Centre for Astrophysics and Supercomputing
In 1998 he established Swinburne’s Centre for Astrophysics and Supercomputing, recognised internationally as a centre for astrophysics and virtual-reality content for public outreach. The centre hosts one of Australia’s most powerful supercomputers and has developed 3D virtual reality films for its custom 3D theatres and IMAX.

The centre has graduated over 100 PhDs and pioneered online education via Swinburne Astronomy Online, but also worked with many school children for work experience and virtual tours of the Universe in their custom 3D theatre.

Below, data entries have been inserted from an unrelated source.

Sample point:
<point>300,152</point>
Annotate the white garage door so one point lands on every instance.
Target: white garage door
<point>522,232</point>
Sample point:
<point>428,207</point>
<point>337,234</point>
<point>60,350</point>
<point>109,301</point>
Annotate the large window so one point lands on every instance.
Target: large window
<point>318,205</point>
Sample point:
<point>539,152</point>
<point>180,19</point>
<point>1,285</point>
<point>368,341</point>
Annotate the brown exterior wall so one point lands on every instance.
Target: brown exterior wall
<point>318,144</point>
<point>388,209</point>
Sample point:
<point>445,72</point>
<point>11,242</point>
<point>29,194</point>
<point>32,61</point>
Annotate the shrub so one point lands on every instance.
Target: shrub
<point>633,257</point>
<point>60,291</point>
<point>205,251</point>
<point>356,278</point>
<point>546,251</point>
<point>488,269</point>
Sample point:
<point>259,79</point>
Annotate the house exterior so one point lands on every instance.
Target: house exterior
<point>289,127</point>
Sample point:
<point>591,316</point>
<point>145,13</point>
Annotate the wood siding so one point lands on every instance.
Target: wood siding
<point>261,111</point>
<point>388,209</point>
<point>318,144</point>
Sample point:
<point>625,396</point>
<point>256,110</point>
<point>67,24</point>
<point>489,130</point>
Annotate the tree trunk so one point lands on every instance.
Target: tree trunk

ARC Centre for Excellence for Gravitational Wave Discovery (OzGrav)
In 2016 Professor Bailes was appointed the Director of the Australian Research Council Centre for Excellence for Gravitational Wave Discovery (OzGrav). Hosted at Swinburne OzGrav is a worldwide collaboration that aims to understand the extreme physics of black holes and warped space time.
Professor Bailes was named among 22 outstanding researchers from across the breadth of Australian science as a Fellow of the Academy.

Upon hearing the news of his election Professor Bailes said: “I’ve always had a burning desire to understand how the Universe works and want to thank my mentors, staff, collaborators and students for enabling the discoveries I’ve been involved with.” He nominated the discovery of the Fast Radio Bursts as his career highlight. “I couldn't sleep the night after the first one was discovered because it seemed too good to be true! Fortunately, it was true.”

Incoming President of the Australian Academy of Science Professor Chennupati Jagadish AC, congratulated the new Fellows for their contributions to science. “Fellows of the Australian Academy of Science are among the nation’s most distinguished scientists, elected by their peers for ground-breaking research and contributions that have had clear impact,” Professor Jagadish says. “We reflect a diverse and inclusive science community that recognises the widest range of talents, backgrounds, perspectives and experiences, and we are united by our contribution and commitment to scientific excellence.”

This article is an amended version of the media release originally publish on Swinburne University’s website.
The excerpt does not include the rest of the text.